Distinction between agitation and aggression is important for both non-pharmacological and pharmacological management of behavioral symptoms of dementia. Non-pharmacological strategies used for treatment of agitation need to concentrate on providing meaningful activities because agitation is often caused by boredom of persons with dementia 30. In contrast, aggression is in most cases reactive aggression elicited by rejection of care. Therefore, its management should concentrate on improving communication and on changing care strategies to prevent escalation of rejection of care into combative behavior and reactive aggression 31. Although drug studies were not specifically designed to evaluate effects on specific syndromes, there is some indication that medications affect differentially agitation and aggression. Antipsychotics seems to be more effective in treatment of aggression 32 and risperidone is actually indicated for treatment of ” persistent aggression in patients with moderate to severe Alzheimer’s dementia” by the European Medicines Agency 33. In contrast, donepezil was found to improve only non-aggressive behaviors 34.
There is a danger that a medication may be developed and approved by the FDA with indication of agitation without recognizing the difference between agitation and aggression. It is important to realize that Minimum Data Set 3.0 does not contain the term agitation. It is distinguishing behavioral symptoms, according to the involvement of others, into behaviors directed towards others and behaviors not directed towards others. Aggression by definition involves others, while damaging equipment may be just an escalation of agitation (e.g., damaging a chair by restlessness), not directed toward others and not real aggression.

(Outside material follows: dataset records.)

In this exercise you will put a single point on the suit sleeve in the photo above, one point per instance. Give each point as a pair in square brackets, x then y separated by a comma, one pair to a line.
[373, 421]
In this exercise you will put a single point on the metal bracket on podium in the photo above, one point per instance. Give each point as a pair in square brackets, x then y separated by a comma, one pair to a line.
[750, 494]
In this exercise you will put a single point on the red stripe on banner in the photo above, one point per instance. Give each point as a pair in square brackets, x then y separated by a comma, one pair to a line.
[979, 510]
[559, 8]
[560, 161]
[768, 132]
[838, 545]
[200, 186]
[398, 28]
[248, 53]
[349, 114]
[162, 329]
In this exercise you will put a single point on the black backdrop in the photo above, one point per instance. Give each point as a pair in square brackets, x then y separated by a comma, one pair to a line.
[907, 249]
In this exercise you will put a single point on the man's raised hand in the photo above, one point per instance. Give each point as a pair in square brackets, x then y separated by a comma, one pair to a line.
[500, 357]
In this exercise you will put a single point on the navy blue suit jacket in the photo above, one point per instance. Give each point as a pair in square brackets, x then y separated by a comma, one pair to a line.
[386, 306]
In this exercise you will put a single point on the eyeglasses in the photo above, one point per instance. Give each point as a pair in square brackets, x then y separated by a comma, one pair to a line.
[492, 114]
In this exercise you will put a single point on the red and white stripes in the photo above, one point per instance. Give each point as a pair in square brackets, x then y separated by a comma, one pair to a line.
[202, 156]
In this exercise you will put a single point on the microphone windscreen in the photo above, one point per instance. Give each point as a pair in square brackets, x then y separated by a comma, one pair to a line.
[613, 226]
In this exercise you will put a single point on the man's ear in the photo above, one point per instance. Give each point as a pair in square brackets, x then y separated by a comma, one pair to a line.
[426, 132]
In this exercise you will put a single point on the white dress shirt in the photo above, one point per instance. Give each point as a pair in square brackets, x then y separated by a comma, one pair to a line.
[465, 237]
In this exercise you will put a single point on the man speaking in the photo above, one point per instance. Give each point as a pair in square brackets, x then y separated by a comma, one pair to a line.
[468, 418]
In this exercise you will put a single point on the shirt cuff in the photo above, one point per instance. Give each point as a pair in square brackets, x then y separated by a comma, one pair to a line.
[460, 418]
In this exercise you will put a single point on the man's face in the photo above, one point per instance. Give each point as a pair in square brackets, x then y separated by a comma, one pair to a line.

Providers of care for persons with dementia need a clear connection between their evaluations and research results, and a confusing concept of agitation that includes aggression is not going to help the in providing appropriate care for persons with dementia who exhibit behavioral symptoms.
There are some limitations of this study. The main one is that there is not enough information available to construct a mechanism underlying neurobiological mechanisms related to agitation and aggression. Therefore, this paper is limited to pointing out that the neurobiological indices are differentiating these two syndromes. The second limitation is the use of results obtained with scales that rely on proxy reports. These scales do not provide information about the context in which these behaviors occurred. Thus, the same person may be considered to exhibit both agitation and aggression, but these behaviors may occur in different times and different contexts. However, despite these limitations, data presented in this review indicate that agitation and aggression should be considered as two independent syndromes. The third limitation is that subjects involved in these studies had several causes of dementia. However, large-scale studies showed no difference in the prevalence of neuropsychiatric behaviors between Alzheimer's disease and non-Alzheimer's disease dementias 35 and another study concluded that neuropsychiatric subsyndromes are consistent across dementia subtypes, age and gender 28. Although the reviewed studies do not provide enough information about neurobiological changes in specific dementia subtypes, it is possible to suggest that agitation and aggression are two different syndromes in all subjects with dementia.